Three members of the Pandora crew and I had just missed Kenny Chesney. He played outside on Broadway in downtown Nashville and after stepping out onto the balmy Southern night following a hearty soul-food dinner; we heard the explosion of applause to what was his last song. So the four of us decided to go honky-tonkin’ at Robert’s Western World across the street. Don Kelly Band was blazing through some old hillbilly standards with help from a 20-year-old guitar prodigy named Daniel Donato. This amazing six-string jedi looked like a young Rory Gallagher and picked a Telecaster like Don Rich on steroids.
But it was A Thousand Horses who really set the tone for this year’s CMA Music Festival. The band sauntered on stage over a droning organ before launching into “Landslide.” Armed with three, soulful, female, backing singers, they rocked with the timeless soul of Delaney & Bonnie through a nitty, gritty, Lynyrd Skynrd swagger. Lead guitarist Bill Satcher was kicking out the jams with a punchy tone that recalled The Southern Harmony And Musical Companion era Black Crowes. There was a palpable excitement in the crowd when Michael Hobby strapped on a Gibson acoustic guitar. After he strummed the first few chords to “(This Ain’t No) Drunk Dial” the audience ignited in applause. But their fans really went wild when Hobby announced that they were now going to play their number one single, “Smoke.” For a few seconds, the roar of the crowd even eclipsed the band’s audibility. After walking away from their set with “Trailer Trash” stuck in my head, I realized that A Thousand Horses is everything that I’ve ever wanted from Kid Rock and Shooter Jennings. Southern Rock is alive and well at CMA Music Festival.
The afternoon Nashville heat was so intense, you really have to give it to country music fans for enduring these outdoor summertime shows. The smell of SPF and BBQ blended together as Mo Pitney took the stage looking svelte in faded boot-cut jeans – like a young Dwight Yoakam. He opened with “Just A Dog,” the warm tones of the pedal steel and twangy Telecaster come together on this tune and Pitney’s low tenor is reminiscent of early ‘90s new traditional crooners like Clint Black and George Strait. After he poured his heart into the emotive ballad “Clean Up On Aisle Five,” there wasn’t a dry eye in the crowd – because everyone was sweating so much. Pitney closed with a song called, “I Met Merle Haggard Today,” an ode to his musical hero, a tune that pays homage to the classic Bakersfield Country sound and a perfect, hot, finale for our first afternoon in Nashville.

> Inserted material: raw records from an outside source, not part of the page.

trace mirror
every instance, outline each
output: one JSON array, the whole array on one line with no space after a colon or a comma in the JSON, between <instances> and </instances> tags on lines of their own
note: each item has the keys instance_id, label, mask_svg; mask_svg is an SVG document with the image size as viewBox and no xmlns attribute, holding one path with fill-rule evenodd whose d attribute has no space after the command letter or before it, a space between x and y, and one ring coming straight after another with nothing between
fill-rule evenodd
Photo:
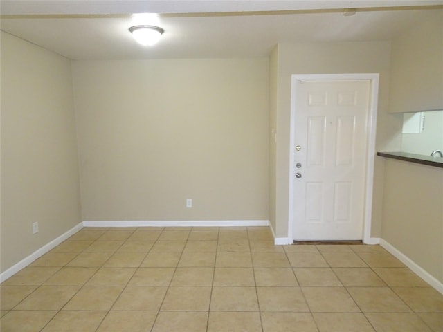
<instances>
[{"instance_id":1,"label":"mirror","mask_svg":"<svg viewBox=\"0 0 443 332\"><path fill-rule=\"evenodd\" d=\"M443 151L443 111L404 114L401 151L430 156Z\"/></svg>"}]
</instances>

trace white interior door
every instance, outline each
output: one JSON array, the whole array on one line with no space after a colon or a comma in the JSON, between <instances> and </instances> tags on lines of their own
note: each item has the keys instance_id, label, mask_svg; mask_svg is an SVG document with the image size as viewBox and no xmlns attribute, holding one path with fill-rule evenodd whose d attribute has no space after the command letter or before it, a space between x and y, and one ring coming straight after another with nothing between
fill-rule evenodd
<instances>
[{"instance_id":1,"label":"white interior door","mask_svg":"<svg viewBox=\"0 0 443 332\"><path fill-rule=\"evenodd\" d=\"M293 239L361 240L370 80L296 84Z\"/></svg>"}]
</instances>

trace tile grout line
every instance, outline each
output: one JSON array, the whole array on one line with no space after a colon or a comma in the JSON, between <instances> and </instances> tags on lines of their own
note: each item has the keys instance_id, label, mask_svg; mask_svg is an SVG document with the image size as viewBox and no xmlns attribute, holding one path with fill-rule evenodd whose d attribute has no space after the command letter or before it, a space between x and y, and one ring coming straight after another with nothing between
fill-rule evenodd
<instances>
[{"instance_id":1,"label":"tile grout line","mask_svg":"<svg viewBox=\"0 0 443 332\"><path fill-rule=\"evenodd\" d=\"M251 248L251 239L249 237L249 229L246 228L246 234L248 234L248 245L249 246L249 252L251 255L251 263L252 264L252 273L254 276L254 286L255 288L255 297L257 298L257 306L258 307L258 317L260 320L260 327L262 328L262 332L264 332L263 327L263 320L262 319L262 308L260 306L260 302L258 297L258 288L257 287L257 280L255 279L255 264L254 264L254 260L252 257L252 250Z\"/></svg>"}]
</instances>

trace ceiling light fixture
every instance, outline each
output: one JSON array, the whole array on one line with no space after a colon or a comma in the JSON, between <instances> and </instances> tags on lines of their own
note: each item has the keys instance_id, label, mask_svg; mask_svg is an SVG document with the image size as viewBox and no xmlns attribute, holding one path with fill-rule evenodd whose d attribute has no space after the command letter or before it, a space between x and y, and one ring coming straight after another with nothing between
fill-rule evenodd
<instances>
[{"instance_id":1,"label":"ceiling light fixture","mask_svg":"<svg viewBox=\"0 0 443 332\"><path fill-rule=\"evenodd\" d=\"M165 30L154 26L134 26L129 32L138 43L151 46L159 42Z\"/></svg>"}]
</instances>

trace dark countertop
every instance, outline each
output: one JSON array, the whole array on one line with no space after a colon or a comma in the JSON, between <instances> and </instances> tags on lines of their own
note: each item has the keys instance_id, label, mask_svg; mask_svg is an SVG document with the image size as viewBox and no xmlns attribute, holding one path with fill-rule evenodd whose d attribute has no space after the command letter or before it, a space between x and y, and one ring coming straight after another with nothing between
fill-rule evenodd
<instances>
[{"instance_id":1,"label":"dark countertop","mask_svg":"<svg viewBox=\"0 0 443 332\"><path fill-rule=\"evenodd\" d=\"M381 157L443 168L443 158L434 158L431 156L408 154L407 152L377 152L377 155Z\"/></svg>"}]
</instances>

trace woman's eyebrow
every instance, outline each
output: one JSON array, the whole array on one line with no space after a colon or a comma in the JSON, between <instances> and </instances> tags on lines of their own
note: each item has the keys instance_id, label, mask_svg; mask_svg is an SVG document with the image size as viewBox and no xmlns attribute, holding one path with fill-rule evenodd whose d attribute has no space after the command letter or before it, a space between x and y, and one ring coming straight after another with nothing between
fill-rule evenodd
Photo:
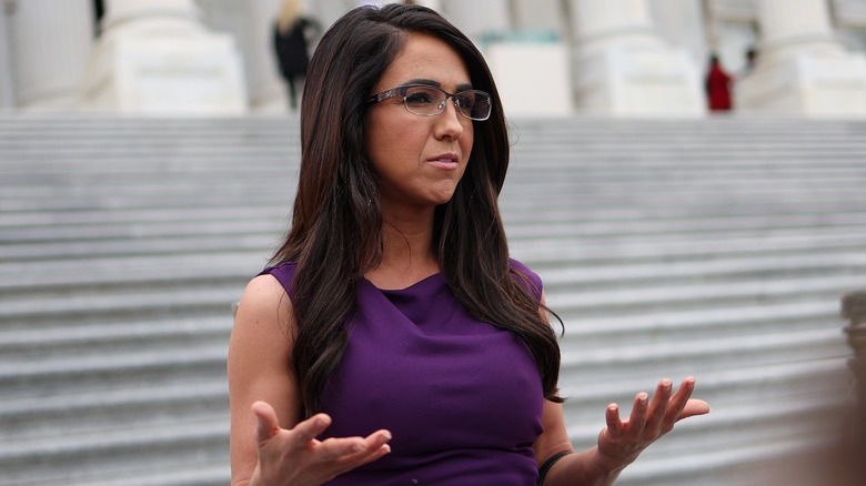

LP Field was packed for the nighttime showcase, a security guard told us likely 65K strong, and it’s no surprise with a lineup of Alan Jackson, Sam Hunt, Rascal Flatts, Dierks Bentley, Florida Georgia Line and Jason Aldean. The last time I was at a concert this big, it was headlined by U2. Fittingly, Dierks took the stage wearing an old, faded, Unforgettable Fire tour t-shirt. The crowd erupted as he opened with “What Was I Thinking.” In an impassioned moment, he said, “I was thinking this is my favorite concert of the year, right here. I feel like my heart’s beating out of my chest.” Then he slipped on an acoustic guitar and tore into “5-1-5-0” before easing into “I Hold On.” As his band played the opening notes to “Riser,” Bentley put the guitar behind his back like a rifle and shouted, “Country music fans are the most resilient people in the world!” Cigarette lighters (and lighter apps) were hoisted high, swaying back and forth to “Say You Do.” But it’s “Drunk On A Plane” that closed the show like the grand finale of a fireworks display. CMA, how are you going to possibly top today, tomorrow?